Talking to the Business Recorder, Rehan Jafri, President, Karachi Tax Bar Association (KTBA) said that the show cause notices, which were being issued to ask the taxpayers to show why the tax returns filed for TY 2021, were taken as deemed assessments under the Ordinance.

He said that provisions of Section 221 of the Ordinance empowered a commissioner to amend any order passed by him. The issue of adjustment of the previous year’s refund, however, does not come within the ambit or scope of rectification of mistake as provided under Section 221 of the Ordinance.

The Section 221 of the Ordinance, states that a Commissioner may rectify “ANY ORDER PASSED BY HIM”, while in the instant case, no formal order, using the application of mind, has been passed by the learned Commissioner Inland Revenue (“CIR”) himself or by any of his learned predecessor. It would not be out of context to elaborate here that clause (b) of sub-section (1) of Section 120 of the Ordinance provides that a return filed to be taken as an assessment order passed by the CIR.

Jafri said that he sent the letter to the chairman FBR, informing him about the issue. He said that the purpose of the letter was nothing but to inform the FBR chairman about the illegality, which was allowed to permeate through the whole process.

It is by virtue of this deeming provision and the fiction of law, the return filed is treated as an assessment order, which, however, by any stretch of the imagination, cannot be treated as formal assessment order and would have factually been passed by a CIR.

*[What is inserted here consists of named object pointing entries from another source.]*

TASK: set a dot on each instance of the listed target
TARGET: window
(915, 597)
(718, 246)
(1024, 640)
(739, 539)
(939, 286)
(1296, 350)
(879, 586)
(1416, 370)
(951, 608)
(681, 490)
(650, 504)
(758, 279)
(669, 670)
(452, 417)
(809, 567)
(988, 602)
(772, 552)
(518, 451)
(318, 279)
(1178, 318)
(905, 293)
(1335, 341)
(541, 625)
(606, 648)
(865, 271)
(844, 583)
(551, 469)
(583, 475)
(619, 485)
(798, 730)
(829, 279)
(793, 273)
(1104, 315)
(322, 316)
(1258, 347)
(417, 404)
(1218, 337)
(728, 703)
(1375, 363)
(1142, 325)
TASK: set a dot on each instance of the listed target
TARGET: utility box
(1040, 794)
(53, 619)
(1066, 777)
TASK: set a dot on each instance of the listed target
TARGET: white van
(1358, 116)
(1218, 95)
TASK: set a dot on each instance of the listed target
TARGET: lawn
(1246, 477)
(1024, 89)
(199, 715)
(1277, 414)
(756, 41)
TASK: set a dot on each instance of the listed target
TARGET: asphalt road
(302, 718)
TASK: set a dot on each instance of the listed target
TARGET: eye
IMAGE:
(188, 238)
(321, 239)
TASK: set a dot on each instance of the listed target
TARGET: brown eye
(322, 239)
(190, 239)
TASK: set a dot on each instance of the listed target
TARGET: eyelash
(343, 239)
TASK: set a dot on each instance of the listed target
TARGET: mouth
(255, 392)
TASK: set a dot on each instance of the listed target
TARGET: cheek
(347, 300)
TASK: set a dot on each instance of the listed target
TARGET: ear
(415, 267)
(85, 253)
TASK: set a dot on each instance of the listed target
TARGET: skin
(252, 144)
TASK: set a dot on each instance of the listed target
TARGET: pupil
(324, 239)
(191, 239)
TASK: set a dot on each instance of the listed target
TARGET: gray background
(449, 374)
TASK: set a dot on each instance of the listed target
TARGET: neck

This dictum is validated by the superior courts in a number of cases. A very relevant judgment in this regard would be that given by LHC wherein the ratio has been settled (W.P No. 13284 of 2012).

He said that if the illegality was not arrested at the beginning of the process, it would render the whole exercise to end in the inevitable litigation between the taxpayer and the department, which could well be avoided now, adding that the refund became due when the assessment order under Section 120 of the Ordinance came into existence and thereafter the refunds of previous years could very much be adjusted against the liability of current year. This legal notion has been endorsed by the judgments of the superior courts as well.

He said the KTBA completely endorsed that any shortfall of payment of tax was ought to be made in full and if any erroneous adjustment of tax refunds was proved, the same should be recovered and paid without any resistance, but only and strictly according to the given and due process of law.

Moreover, if there was any shortfall in the return including a short payment of tax and/or incorrect adjustment of tax or incorrect adjustment previous year’s refund, the correct course of action should have been the issuance of notice under sub-section (3) of Section 120 of the Ordinance, which provides that where a return is not complete, the CIR shall issue a notice to the taxpayer informing him of the deficiencies in the return of income including short payment of tax payable and asking him to provide such information.

KTBA in its letter urged the FBR that no such notice has been issued in the first place, the tax return filed would be taken to be completed and without any deficiencies and, therefore, any assumption of jurisdiction under Section 221 of the Ordinance would fundamentally be incorrect and requested to withdraw these notices, creating unnecessary agony and distress to the taxpayers of the country.